未来志向の社会ではスピードが肝心だ。 歩くよりバス、バスより電車、電車なら新幹線。 いやいやそれなら飛行機のほうが、という具合に、ひとたび目的をみつけると、いかに速く、そして効率よく進むかが第一で、目的地までの道のりは単なる手段でしかない。 できればその手段も無ければ無いほうがいい。 あるだけ無駄だと考える。

道中、前にしか目線がないから、予想外のハプニングがあってはいけない。 ちょっと寄り道したり、道に迷っている暇はない。

自分の都合が最優先で、不本意なことや面倒なことは避けて、お互い迷惑をかけるのはやめましょうと、そうやってできたのが無縁社会ではないだろうか。

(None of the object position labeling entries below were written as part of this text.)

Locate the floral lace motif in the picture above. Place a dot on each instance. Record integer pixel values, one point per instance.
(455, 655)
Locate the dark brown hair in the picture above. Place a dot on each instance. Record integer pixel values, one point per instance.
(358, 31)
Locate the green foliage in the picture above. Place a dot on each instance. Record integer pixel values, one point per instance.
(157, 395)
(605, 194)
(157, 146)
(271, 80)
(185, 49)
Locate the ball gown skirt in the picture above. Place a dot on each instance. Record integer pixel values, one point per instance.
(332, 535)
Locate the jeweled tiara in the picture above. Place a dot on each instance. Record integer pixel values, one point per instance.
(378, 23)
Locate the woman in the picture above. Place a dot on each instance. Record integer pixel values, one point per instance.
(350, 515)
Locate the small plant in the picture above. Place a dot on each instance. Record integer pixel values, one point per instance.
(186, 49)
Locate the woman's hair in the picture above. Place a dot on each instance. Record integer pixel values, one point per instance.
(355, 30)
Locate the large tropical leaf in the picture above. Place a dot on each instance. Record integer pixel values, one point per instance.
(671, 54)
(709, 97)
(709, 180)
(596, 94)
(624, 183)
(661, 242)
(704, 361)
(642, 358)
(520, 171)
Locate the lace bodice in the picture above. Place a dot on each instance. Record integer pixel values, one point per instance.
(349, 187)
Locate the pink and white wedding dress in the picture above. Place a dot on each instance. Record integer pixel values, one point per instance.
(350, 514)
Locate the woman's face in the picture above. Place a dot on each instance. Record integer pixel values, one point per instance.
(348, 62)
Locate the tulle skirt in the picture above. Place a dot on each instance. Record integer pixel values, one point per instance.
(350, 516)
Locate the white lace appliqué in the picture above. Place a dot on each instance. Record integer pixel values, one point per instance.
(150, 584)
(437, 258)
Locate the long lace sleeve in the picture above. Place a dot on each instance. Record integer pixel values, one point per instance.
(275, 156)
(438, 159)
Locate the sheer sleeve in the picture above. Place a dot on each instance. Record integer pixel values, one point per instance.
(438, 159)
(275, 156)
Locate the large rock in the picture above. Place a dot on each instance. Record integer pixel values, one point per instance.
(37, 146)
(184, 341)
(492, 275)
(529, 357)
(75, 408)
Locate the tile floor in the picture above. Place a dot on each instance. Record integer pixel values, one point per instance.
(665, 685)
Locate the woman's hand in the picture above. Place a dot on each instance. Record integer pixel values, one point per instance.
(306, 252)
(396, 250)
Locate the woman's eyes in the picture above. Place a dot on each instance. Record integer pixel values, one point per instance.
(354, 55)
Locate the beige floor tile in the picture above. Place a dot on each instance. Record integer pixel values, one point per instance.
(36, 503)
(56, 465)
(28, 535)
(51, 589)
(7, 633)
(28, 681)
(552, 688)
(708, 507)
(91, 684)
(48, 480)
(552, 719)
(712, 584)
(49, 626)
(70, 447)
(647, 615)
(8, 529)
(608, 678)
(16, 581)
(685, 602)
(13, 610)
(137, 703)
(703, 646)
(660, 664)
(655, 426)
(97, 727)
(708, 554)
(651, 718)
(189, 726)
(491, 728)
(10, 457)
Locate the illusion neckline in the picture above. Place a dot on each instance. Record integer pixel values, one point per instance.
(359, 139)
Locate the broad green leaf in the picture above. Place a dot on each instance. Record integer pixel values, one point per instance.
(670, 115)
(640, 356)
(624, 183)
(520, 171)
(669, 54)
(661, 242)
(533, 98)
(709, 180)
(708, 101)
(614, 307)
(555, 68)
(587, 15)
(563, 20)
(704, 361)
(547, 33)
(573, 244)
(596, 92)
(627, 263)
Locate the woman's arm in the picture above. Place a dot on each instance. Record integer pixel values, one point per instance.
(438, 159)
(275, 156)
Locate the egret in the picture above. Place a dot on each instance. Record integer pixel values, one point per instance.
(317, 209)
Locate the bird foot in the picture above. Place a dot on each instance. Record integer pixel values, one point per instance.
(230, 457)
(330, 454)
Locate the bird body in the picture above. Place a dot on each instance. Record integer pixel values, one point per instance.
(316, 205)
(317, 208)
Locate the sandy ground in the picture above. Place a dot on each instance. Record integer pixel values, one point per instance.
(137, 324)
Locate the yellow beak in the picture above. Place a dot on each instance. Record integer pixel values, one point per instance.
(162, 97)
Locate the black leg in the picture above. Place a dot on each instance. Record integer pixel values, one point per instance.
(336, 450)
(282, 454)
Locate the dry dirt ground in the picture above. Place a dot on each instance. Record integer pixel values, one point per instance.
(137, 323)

仏教ではこの世に中は縁起の世界だという。 私たちも日常的に縁という言葉を使い、大切なものだと考えている。 いい縁との巡り合いを願わない人はいないはずだ。

『何かいいことないか?』って心の中で思っている

 でも、当たり前のことだが、都合よくいい縁に出会うわけではない。 縁というのは、さまざまな関係性のなかで起こるべくして起こる必然的なものといえ、いつ、どこで、どのような縁が訪れるかは予想ができない(後からみれば、その因果関係は説明がつくのだが)。

 それは偶然を装って横からやってくるので、前だけを見て走っていたら、折角のいい縁も、気が付かないで素通りしてしまうか、邪魔なものだと思って無視してしまう。

もしかしたらあなたの真横ですごい美人(イケメン)がほほ笑んでいるかもしれないのに・・。 あ、急に俗っぽくなってしまった!